Nobody doubts that the landing of the iPhone on our planet serves as kind of a game changer for at least the smartphone business. A multitude of devices are already following the way Apple has paved and – at least that’s my analysis – are putting the mass market consumer in the centre of all design considerations. This will eventually lead to real behavioral change (large scale) and give birth to a mobile application era with real-time services at its centre.

I’ve recently talked to folks at Nuance. Nuance are the unrivaled market leader in the speech recognition industry. They’ve literally acquired each and every competitor and as far as I know an 80%+ market share. From my experience their technology is rock solid and by far the best in speech recognition and natural language understanding one can get. Besides this Nuance owns T9 and SNAPin, technologies they have acquired and that bring Nuance pre-installed on many, many handsets across the globe.

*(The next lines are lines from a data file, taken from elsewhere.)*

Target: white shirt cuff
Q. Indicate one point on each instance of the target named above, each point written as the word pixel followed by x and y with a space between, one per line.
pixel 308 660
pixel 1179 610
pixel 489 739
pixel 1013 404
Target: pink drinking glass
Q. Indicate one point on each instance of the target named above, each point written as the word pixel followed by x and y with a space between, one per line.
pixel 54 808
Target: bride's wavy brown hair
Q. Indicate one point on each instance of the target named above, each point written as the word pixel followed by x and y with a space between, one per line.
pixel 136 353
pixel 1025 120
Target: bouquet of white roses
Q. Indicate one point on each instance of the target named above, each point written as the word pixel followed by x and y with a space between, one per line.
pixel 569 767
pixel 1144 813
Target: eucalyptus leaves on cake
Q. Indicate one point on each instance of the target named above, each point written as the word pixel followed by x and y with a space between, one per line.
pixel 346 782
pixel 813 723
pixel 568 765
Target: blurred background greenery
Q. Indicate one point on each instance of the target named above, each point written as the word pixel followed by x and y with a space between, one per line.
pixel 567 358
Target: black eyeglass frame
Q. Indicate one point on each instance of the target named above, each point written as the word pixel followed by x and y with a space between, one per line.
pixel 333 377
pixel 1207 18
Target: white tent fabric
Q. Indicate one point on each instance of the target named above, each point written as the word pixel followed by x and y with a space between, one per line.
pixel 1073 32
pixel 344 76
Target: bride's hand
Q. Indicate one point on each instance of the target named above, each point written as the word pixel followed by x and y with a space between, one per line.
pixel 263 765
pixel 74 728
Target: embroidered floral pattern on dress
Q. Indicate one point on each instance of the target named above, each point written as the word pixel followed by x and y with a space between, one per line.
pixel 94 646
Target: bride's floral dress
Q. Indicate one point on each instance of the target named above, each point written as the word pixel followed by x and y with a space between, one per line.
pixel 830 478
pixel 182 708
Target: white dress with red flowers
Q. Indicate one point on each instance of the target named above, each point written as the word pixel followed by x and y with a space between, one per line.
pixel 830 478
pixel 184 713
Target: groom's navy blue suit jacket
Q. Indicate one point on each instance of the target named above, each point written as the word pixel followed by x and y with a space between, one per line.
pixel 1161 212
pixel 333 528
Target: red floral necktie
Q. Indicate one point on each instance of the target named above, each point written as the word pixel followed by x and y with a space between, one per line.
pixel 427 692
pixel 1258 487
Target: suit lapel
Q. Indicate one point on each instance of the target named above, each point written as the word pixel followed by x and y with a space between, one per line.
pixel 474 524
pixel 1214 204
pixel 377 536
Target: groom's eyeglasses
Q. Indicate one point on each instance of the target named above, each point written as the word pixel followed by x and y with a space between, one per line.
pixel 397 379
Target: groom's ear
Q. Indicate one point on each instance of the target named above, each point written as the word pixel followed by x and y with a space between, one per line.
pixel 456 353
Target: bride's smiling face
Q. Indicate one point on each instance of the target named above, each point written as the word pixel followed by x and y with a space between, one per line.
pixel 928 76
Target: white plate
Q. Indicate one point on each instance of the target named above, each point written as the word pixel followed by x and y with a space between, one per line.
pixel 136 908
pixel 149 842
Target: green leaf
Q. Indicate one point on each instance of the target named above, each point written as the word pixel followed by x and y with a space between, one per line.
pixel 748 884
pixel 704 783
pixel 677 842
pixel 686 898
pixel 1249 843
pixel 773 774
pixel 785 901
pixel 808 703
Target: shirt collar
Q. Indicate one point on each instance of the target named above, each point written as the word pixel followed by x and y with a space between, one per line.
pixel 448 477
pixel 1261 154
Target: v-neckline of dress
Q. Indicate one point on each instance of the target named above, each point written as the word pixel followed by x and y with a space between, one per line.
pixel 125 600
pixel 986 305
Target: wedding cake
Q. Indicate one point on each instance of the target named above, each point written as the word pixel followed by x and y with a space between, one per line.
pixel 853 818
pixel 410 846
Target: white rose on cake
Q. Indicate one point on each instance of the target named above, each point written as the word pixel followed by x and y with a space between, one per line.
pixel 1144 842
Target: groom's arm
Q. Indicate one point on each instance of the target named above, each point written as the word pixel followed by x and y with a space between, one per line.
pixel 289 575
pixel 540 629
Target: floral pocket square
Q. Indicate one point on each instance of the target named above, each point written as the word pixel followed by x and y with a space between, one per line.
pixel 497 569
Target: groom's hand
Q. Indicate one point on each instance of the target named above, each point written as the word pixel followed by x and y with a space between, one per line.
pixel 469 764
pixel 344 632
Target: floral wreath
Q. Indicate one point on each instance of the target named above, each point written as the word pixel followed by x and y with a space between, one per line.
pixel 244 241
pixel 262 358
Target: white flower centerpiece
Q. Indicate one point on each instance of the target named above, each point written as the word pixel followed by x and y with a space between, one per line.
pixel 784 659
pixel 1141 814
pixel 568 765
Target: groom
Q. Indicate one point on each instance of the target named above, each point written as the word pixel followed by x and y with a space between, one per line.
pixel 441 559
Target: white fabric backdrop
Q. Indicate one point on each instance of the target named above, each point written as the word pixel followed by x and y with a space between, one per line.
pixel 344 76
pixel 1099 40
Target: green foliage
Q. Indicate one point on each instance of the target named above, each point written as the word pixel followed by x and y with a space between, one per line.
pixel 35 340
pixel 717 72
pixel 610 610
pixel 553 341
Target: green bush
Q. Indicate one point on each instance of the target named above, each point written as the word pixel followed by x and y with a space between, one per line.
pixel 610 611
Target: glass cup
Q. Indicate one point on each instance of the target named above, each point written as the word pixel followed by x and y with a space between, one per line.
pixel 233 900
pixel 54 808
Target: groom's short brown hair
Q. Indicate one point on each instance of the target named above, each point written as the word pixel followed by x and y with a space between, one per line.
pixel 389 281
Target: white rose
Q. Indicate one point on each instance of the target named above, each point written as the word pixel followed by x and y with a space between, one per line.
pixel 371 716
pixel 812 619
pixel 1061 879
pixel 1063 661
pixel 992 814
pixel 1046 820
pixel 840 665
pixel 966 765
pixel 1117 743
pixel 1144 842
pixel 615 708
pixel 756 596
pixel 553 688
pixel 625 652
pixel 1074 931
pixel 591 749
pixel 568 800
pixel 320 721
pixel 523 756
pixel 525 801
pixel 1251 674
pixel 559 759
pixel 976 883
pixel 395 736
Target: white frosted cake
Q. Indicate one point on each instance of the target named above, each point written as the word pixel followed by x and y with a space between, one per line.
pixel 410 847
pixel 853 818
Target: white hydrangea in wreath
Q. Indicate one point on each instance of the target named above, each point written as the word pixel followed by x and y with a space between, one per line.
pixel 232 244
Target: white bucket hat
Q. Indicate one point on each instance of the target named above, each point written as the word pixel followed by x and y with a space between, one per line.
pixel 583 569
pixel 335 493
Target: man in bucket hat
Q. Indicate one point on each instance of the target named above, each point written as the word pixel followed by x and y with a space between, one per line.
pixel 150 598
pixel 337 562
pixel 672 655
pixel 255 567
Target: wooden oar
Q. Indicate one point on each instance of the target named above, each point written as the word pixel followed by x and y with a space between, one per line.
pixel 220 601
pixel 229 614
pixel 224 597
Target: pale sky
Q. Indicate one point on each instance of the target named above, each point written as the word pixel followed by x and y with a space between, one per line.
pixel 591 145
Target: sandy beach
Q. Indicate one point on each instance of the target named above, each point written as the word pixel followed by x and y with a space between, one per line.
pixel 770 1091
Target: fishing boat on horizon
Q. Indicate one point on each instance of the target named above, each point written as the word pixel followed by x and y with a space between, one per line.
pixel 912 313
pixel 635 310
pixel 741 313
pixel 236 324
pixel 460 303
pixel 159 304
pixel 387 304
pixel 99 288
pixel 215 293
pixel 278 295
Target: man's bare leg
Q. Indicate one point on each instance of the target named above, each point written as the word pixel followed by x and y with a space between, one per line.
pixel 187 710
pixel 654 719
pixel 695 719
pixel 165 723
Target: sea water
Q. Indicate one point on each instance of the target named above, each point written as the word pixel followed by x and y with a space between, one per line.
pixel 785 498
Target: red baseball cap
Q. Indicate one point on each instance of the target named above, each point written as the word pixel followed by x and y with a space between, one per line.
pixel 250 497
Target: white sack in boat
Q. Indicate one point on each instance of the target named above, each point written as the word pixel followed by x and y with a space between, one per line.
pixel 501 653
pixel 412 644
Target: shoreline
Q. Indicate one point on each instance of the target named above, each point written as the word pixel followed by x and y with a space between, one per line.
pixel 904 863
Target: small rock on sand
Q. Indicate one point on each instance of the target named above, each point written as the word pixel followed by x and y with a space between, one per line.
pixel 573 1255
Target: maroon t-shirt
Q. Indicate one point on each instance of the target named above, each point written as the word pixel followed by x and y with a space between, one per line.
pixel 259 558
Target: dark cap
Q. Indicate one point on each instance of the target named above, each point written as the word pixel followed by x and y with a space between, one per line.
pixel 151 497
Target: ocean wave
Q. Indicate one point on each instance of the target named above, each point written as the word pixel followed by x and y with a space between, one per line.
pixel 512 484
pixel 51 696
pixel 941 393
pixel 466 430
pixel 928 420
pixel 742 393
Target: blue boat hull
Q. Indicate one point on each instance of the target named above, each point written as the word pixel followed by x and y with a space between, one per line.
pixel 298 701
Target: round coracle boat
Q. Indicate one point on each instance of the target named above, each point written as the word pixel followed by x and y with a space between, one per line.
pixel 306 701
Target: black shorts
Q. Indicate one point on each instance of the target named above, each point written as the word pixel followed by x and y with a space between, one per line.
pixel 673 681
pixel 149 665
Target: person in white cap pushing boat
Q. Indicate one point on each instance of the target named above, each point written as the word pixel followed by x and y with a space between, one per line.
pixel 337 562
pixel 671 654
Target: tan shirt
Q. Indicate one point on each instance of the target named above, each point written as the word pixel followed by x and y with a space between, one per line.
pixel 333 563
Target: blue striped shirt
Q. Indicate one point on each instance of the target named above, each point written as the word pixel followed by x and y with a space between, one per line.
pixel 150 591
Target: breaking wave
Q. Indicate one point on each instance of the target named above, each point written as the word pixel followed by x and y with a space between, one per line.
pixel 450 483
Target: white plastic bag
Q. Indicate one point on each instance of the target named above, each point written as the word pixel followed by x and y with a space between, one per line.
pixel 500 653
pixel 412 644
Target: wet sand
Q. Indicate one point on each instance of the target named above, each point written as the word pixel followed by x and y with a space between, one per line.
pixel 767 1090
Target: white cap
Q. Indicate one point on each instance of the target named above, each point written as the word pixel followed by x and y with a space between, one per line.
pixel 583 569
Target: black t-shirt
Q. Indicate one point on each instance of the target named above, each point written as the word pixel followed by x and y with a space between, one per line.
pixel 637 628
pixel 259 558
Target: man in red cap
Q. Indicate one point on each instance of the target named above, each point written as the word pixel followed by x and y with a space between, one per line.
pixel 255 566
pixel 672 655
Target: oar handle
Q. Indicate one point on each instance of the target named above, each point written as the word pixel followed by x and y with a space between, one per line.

One of the fundamental believes Steve Chambers (their Mobile & Enterprise Division President) has is that Speech will be the future mobile UI. Of course speech is the most natural way for human beings to communicate – to other human beings. It has not really gained momentum when it comes to controlling computers. Again, I do understand use cases addressed by tools like Dragon NaturallySpeaking but these are isolated solutions and not so much a proof point for speech as the ultimate future user interface.

I also understand use cases like voice based dialing where when you’re driving in your car you don’t want to lookup contacts on your device. I also like the idea of keyword based voice enabled search. These use cases already do exist. (You find more of those here.)

But: What role will speech recognition play with respect to the upcoming generation of ultra-smart smartphones?

Will consumers prefer the visual/gesture/touch based approach which gave the iPhone such a tremendous breakthrough? Or will consumers ultimately want to control their handsets via natural language voice commands?

I’m trying to get an idea of the strategic role speech might play as a future, core mobile UI technology.

What do you think?